This article was published on August 13, 2019

The Trump administration drafted an executive order to censor the internet

The Trump administration drafted an executive order to censor the internet

CNN has obtained a draft of an executive order that could potentially censor huge portions of the internet. In an attempt to stop a perceived “bias” against conservatives, Trump’s plan attempts to strip certain protections from companies like Facebook and Twitter, particularly those protected under Section 230 of the Communications Decency Act (CDA).

Although it’s still in its early stages, and subject to change, the details it contains are a paradox that involve fighting censorship with more censorship.

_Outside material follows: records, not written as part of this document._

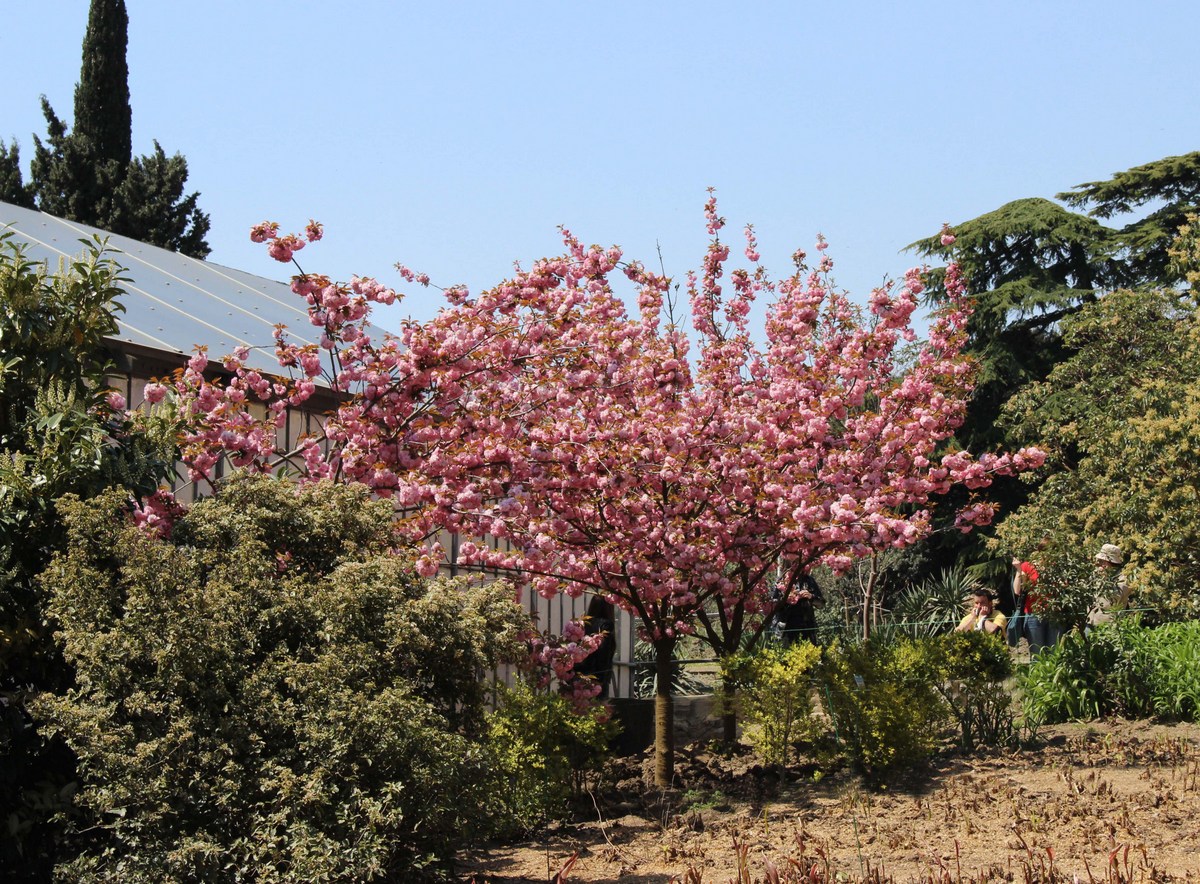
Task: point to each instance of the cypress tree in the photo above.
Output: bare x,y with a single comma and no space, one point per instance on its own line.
89,174
102,97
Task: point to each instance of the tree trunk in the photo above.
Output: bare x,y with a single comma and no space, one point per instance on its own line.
729,716
664,717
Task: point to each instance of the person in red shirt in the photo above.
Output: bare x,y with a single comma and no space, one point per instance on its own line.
1025,623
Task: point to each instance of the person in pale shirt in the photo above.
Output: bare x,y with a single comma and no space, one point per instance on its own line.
983,615
1116,594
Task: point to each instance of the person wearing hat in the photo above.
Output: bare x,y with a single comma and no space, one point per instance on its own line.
1116,591
983,615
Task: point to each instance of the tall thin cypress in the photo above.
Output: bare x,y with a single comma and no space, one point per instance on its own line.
102,97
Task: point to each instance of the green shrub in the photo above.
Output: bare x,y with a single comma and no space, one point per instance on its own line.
269,695
541,749
773,691
1120,667
882,719
967,671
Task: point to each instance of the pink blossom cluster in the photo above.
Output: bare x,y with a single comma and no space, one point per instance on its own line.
157,513
598,452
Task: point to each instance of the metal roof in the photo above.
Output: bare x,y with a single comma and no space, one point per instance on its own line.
174,302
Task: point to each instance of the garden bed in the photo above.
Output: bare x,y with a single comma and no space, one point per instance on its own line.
1093,800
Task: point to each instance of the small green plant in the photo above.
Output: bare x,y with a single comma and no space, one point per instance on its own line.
541,751
881,720
1120,667
773,697
967,671
933,606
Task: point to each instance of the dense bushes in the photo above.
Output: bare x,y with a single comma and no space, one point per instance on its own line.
1117,668
885,704
541,750
270,695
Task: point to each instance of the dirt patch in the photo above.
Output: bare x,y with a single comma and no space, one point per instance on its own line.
1110,801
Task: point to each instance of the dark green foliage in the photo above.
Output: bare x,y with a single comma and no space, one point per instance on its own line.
1120,419
1121,668
88,174
12,186
150,205
967,671
1171,184
882,719
270,695
541,751
103,116
1033,263
58,436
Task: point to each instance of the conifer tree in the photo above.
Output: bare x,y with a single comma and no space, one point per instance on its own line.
89,174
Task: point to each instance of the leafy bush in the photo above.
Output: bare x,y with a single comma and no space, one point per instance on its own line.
967,672
541,750
60,433
269,695
773,697
1120,667
880,716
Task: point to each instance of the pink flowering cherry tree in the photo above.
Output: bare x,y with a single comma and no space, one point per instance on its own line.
609,457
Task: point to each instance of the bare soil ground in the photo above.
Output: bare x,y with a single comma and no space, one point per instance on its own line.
1108,801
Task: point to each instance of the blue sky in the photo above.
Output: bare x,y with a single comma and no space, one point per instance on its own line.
455,137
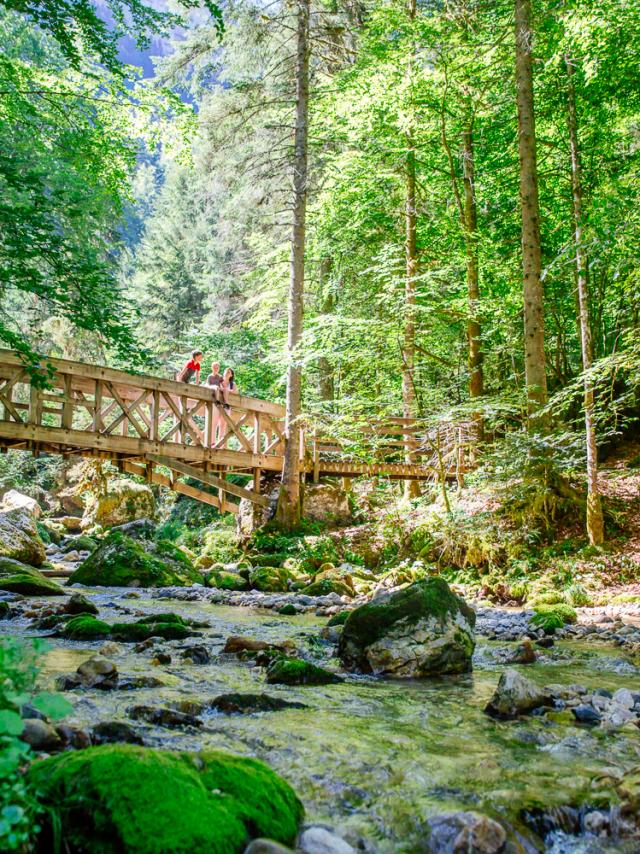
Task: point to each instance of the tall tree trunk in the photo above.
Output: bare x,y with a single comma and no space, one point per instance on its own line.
595,520
289,505
534,357
411,487
476,378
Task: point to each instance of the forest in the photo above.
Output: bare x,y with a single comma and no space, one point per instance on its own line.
393,246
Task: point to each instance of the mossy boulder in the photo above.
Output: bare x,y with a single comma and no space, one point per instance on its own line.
422,630
552,617
121,797
296,671
270,579
85,627
19,537
224,580
122,561
16,577
124,501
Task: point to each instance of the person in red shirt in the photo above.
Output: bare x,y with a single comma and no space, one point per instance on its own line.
191,369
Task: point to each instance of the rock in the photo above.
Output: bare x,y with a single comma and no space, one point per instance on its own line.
422,630
197,653
586,714
121,561
115,732
320,840
98,672
79,604
124,501
266,846
162,716
516,695
623,697
121,797
327,503
270,579
523,653
296,671
16,577
232,704
19,537
40,735
14,500
85,627
466,833
238,643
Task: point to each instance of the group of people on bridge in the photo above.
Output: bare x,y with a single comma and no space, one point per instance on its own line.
220,385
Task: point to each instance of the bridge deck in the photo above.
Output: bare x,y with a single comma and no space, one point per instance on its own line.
148,425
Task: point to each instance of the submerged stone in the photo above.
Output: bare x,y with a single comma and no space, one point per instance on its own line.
516,695
422,630
127,798
296,671
122,561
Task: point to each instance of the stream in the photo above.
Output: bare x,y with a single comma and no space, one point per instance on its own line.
372,758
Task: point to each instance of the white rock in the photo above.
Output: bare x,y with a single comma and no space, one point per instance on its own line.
320,840
623,697
14,500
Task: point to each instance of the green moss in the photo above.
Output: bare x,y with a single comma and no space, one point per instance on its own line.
135,632
339,619
429,597
550,617
224,580
85,627
295,671
121,561
126,798
270,579
326,586
30,584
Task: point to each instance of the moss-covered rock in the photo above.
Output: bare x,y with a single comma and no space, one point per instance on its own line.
121,797
422,630
19,537
121,561
296,671
85,627
224,580
270,579
16,577
552,617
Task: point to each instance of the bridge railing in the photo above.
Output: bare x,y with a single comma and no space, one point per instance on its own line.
116,411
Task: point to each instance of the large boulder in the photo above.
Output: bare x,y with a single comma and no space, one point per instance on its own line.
516,695
422,630
16,577
19,537
124,501
121,561
327,503
122,797
14,500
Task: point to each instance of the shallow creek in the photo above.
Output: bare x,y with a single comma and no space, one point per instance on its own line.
371,758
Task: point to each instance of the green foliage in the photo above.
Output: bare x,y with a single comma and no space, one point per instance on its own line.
18,671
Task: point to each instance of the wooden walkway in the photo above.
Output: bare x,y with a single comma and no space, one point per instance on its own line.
164,430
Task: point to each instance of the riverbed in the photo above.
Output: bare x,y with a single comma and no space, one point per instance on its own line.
374,759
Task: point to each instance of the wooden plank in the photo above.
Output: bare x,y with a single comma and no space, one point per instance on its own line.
209,479
134,446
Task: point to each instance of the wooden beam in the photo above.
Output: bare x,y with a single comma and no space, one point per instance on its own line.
210,479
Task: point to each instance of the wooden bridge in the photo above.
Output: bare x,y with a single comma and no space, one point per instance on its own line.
165,430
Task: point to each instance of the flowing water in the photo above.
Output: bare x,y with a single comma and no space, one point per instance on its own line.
372,758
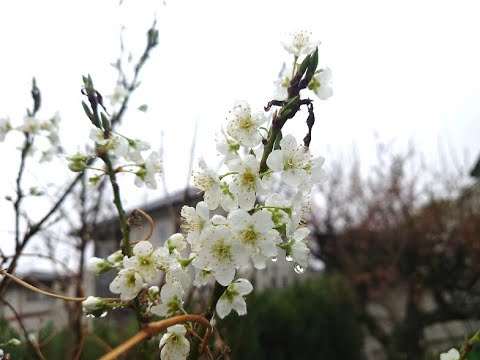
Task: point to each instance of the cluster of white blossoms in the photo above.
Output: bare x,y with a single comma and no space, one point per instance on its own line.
258,224
121,147
298,44
34,127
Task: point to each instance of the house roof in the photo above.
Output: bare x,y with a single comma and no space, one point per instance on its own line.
185,196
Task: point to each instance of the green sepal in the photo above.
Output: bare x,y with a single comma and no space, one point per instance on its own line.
105,121
276,144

Part of the Telecommunications Act of 1996, the CDA sought to regulate pornographic material on the internet. Section 230, also known as Title V, was not part of the original bill. It was later added in an attempt to protect service providers from the actions of their users.

Facebook, for example, isn’t breaking the law if a user uploads sexual material featuring a minor. It could, however, be in hot water if it was later proven that Facebook knew the piece of content existed and did nothing to remove it. Policing billions of users is all but impossible, after all.

Trump’s administration sought to strip some of these protections by calling on the Federal Communications Commission (FCC) to change how the rule is interpreted. As it stands, Trump’s plan is for the FCC and The Federal Trade Commission (FTC) to draft a new interpretation of Section 230 that cracks down on politically biased moderation.

The FCC is meant to interpret Section 230 with language declaring “anticompetitive, unfair, or deceptive practices” violate the definition of “good faith” outlined in the CDA. Social media networks that “remove or suppress” content without notifying users are in violation of this agreement. The FTC, on the other hand, is seemingly involved as the agency responsible for collecting consumer complaints when social media networks run afoul of the new interpretation.

This, however, opens up an entirely new problem. Conservatives have alleged for years that social media bias exists, and that it’s silencing their opinions, banning their users, and violating their First Amendment rights. There’s little in the way of evidence that this type of bias exists. The conservatives banned from Twitter, for example, were given an explanation that typically points to a breach of its terms of service — inciting violence or targeted harassment seem to be the most common reasons given.

On Facebook, the social media network largely responsible for Trump’s ascent in 2016, the truth is that fake news stories with a conservative slant outranked those circulated by liberals — they even outranked factual stories. Facebook and Twitter both had significant influence in Trump’s 2016 win.

So if you’re looking for a “why,’ we can’t help you. Maybe it’s an attempt to rally a base that is becoming increasingly detached from reality. Or, maybe Trump actually seeks change as the desired outcome. Either way, this isn’t something he can do on his own. The President has little power to change an existing law.

The order, titled “Protecting Americans from Online Censorship” is merely a framework. It’s likely to be one of many, and it’s doubtful the final version will contain this type of language (if there is a final version). But if it comes to be, the order would certainly need to clarify the language within — it’s unnecessarily broad downright confusing, at times.

Any order pushing for political neutrality, however, is sure to raise questions of constitutionality. Enforcing a change that would amount to making the internet politically neutral would certainly infringe on users’ First Amendment rights. It’s quite likely the order would be viewed as political overreach, thus ensuring a lengthy process of litigation.

Knowing this, it seems certain that the move is one that merely seeks to rally a base that feels as if it’s without a voice.

The White House, FCC, and FTC didn’t immediately respond to our request for comment.